Professor Matt Bailey, in a blue jacket and tie, stands beside a brick building on Bucknell's campus

Matt Bailey, Analytics & Operations Management

February 24, 2021

by Matt Hughes

Professor Matt Bailey, the Christian R. Lindback Chair in Business Administration, uses analytics and mathematical modeling to help small organizations solve thorny problems. Photo by Emily Paine, Communications

"It makes me feel good to help people who are doing good things. I can't be an autism tutor. I can't be a clinician who's curing disease. But I can make the lives of people who are doing that work better."

The questions seemed orders of magnitude apart.

On one hand was a multibillion-dollar ride-sharing company seeking better ways to dispatch orders among a half-billion riders and tens of millions of drivers. On the other was Professor Matt Bailey, analytics & operations management, working with a Bucknell colleague to help a lone educational administrator do his job more efficiently, to the benefit of around 100 students with special needs.

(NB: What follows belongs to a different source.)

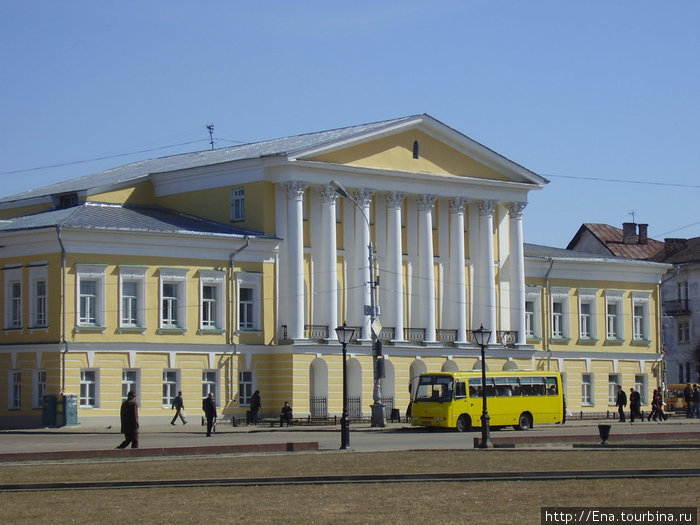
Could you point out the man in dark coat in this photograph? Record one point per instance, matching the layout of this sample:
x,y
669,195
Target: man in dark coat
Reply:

Yet when the Institute for Operations Research and the Management Sciences named finalists for its 2020 prize for excellence in practice, there was Bailey, standing side by side with researchers from DiDi Chuxing, China's answer to Uber. It was an acknowledgment that the challenges confronting smaller organizations can be every bit as thorny as those the giants face, if not more so due to tighter budget and resource constraints.

It's also those organizations that Bailey seeks out because they often need his help the most. Bailey, the Christian R. Lindback Chair in Business Administration, uses his skills in analytics and mathematical modeling to help these groups solve problems related to scheduling and resource management.

Corporate conglomerates like DiDi already have the capability to handle these challenges in-house, he says, while for the smallest organizations, they seldom rise to the scale of a major issue.

"But there are in-between organizations that are dealing with these problems day to day. They don't have the expertise, the financial resources or the time to work on them — but the work still has to get done," Bailey says. "If I can make the lives of people who are doing that work better, and allow them to have more time to spend on the things that they're good at, then that gives me value."

In the case of his award-nominated work, which was a collaboration with Bucknell mathematics professor Lucas Waddell, Bailey helped the administrator at an educational nonprofit in Massachusetts coordinate one-to-one tutoring for students with conditions like autism, using tools like Excel rather than more expensive solutions to accommodate a tight budget.

"Students with autism can be very particular about who they're with and how long they spend with certain people, and of course there were the tutors' needs to think about — we had to fit in lunches, and some had obligations at certain times of the day," Bailey explains. "On the surface, it was just an allocation problem, but it had enough rules and constraints that it became a person's entire job. They were spending eight to 10 hours a day figuring out the next day's schedule."

Through automation, Bailey helped the district shrink that task to around 15 minutes per day, opening up the administrator's time to focus on training tutors and developing new initiatives to better serve students.

It's a process he's repeated again and again to aid groups large and small in diverse fields, from a regional hospital to a high school track team looking to strategically match its athletes against the competition.

In a previous project with Geisinger Medical Center in Danville, Pa., Bailey helped build a computer simulation to model patient arrival patterns and transfer rates to make treatment more efficient.

More recently, he's helped Champions Place, a shared living community near Atlanta for young adults with physical disabilities that was founded by Rick '79 and Nancy Murphy Thompson '79, P'08, and supported by a list of more than 40 Bucknell alumni. Bailey worked with organization staff to gather and analyze the residents' care needs to better understand and create more efficient and cost-effective caregiver schedules.

Projects like these provide rich opportunities for Bailey's students to apply the analytics and social entrepreneurship skills they're learning for the greater good — including a group of students who aided the Champions Place initiative.

These opportunities, as well as Bailey's efforts to connect his teaching with his students' own passions, were a big reason he was named one of the Top 50 Undergraduate Professors of 2020 by Poets&Quants, a leading news website dedicated to the coverage of undergraduate business education.

"I've always enjoyed the challenge and satisfaction of solving problems," he told the publication. "Teaching at a business school allows me to work with students and organizations to pursue that passion."